Andrea Allegrone

About

I have shown in various places some including: Chelsea, NY; Manhattan, Sacramento; Chicago, Beaumont, TX; Ewing, NJ; Winston-Salem, NC; Lenox, MA; Providence, RI; Jacksonville, and Norfolk, VA to Jekyll Island, GA. I placed with a Prize of Excellence, Award of Distinction at Art Addiction’s 2007 Medial Biennial and will exhibit in the Biennale Chianciano 2009. My art has appeared in several international juried publications and has a cover painting of the hardcover 2003 edition of New Art International. My favorite solo exhibition, Environments, was in Norfolk, VA from April 12-May 24th 2008. In Atlanta, 2011, I was the solo artist in the Forum Gallery at Defoor Center which was a part of a larger show, “Spring Rites.”

In June, 2012 I was part of the Art Takes Times Square Billboard Exhibition which was exciting. I always wanted my art to be on a billboard. I am continually asked to show abroad for exhibitions as well as nationally. But, I consider the expenses of showing vs the prospect of selling and exposure online.  

 

ANDREA ALLEGRONE / Artist Statement

 

There exists an element of “the unknown” during the painting process that is integral to my drive to paint. My work is often created by combining stained abstract layers with more representational forms, which involve brush strokes. I like to combine abstract stain with realism and/or pop inclusions. Natural, cyclical themes have been a constant in my art throughout the years. Some of my recurring themes include: Changing Environments/Atmospheres, Spirit Animals, Dreams, and recently States of Being.

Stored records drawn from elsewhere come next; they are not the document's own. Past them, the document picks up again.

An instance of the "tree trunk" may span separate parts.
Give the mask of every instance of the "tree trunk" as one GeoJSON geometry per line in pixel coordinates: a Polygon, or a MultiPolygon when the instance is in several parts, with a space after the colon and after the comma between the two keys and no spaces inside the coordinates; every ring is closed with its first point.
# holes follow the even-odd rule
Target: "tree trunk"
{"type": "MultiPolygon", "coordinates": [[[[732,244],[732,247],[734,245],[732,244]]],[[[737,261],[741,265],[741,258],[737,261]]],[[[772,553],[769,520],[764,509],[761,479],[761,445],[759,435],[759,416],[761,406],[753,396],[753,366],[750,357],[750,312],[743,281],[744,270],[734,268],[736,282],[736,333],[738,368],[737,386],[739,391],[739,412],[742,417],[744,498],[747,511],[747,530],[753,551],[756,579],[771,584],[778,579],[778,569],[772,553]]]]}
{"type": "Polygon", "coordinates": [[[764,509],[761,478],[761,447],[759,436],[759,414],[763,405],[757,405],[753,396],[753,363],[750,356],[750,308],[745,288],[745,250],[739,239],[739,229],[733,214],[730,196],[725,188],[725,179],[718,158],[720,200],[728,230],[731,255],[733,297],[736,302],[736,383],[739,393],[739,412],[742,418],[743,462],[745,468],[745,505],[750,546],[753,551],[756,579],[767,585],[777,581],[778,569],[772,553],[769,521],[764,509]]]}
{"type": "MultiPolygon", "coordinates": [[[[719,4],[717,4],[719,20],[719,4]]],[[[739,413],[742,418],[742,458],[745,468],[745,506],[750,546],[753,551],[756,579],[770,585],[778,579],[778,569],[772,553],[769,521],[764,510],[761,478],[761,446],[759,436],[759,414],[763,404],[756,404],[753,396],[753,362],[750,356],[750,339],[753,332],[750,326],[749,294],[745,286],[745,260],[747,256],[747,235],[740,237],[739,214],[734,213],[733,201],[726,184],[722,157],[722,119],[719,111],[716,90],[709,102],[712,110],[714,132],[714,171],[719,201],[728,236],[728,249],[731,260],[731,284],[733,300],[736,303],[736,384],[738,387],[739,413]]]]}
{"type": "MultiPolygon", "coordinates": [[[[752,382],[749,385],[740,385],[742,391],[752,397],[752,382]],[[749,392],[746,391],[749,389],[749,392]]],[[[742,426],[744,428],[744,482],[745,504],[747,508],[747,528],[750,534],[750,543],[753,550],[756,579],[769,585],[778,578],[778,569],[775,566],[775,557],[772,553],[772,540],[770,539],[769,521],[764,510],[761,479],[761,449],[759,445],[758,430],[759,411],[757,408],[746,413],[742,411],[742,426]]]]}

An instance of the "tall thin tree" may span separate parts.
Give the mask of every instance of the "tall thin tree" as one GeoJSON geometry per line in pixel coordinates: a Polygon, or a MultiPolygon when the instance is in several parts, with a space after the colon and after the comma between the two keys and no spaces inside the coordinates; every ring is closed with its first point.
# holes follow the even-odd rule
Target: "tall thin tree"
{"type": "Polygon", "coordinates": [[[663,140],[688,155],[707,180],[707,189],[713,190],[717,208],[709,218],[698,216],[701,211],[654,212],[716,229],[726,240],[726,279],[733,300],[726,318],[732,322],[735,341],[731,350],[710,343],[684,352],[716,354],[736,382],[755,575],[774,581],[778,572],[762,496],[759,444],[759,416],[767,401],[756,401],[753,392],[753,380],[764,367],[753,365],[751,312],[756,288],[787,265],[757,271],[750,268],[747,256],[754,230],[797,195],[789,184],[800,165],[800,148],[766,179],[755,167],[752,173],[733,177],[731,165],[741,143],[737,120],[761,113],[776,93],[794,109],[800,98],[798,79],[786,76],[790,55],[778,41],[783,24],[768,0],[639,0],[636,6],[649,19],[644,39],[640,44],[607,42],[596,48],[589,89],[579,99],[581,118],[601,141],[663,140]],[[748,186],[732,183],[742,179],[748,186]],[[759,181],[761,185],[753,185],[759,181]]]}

I probe my canvas journeys through successive layers of paint and other media (like sand). In a cartographic manner, the concept transfers to physical form on the canvas. Maps are continually being reconstructed according to geologic time and recent history. A painting or drawing is constantly evolving or being “rerouted.” It is a mapping process. Often, the artists will start a drawing (whether it becomes a painting, an under-painting, or not (or whether it is drawn with a paint brush like a preliminary outline)) lightly and redraw, or “remap” the area according to development. There is also an internal and subconscious journey taking place. I do employ or tap into a certain amount of automatism.

If my paintings are representational, the “mapping” process happens with a brush and the outlines are painted. I don’t understand the need to use a pencil on the canvas. When I do draw on paper, I also embrace the bold method of preferring ink without a pencil drawing underneath. I enjoy working with the “accident.” The word, “mapping” seems appropriate for me since it does seem choppy or segmented. I paint when I can and my time is segmented. I usually have several paintings going at once until one or two of them obsess me. There is always one that I am more interested in unless it is small and part of a series. I go through a hate-love period with most paintings that are not planned beforehand. I initially will hate the first couple of layers. Days or hours later, I’ll think of something to do with these layers in order to transform them. Some of my favorite paintings like the triptych, Fields of Grass, I did not like at first. It was strange looking. Yet, I let the initial layers dry and worked with them.

I have a lot of thematic ideas. Needing to make these ideas come to life on canvas or even on paper is the drive. Taking the ideas seriously and finding the time and space to store them all is the challenge. I am not fond of painting photo shoots but it is part of this process. The mountain is there. It must be mapped. The paintings are there and they must be photographed.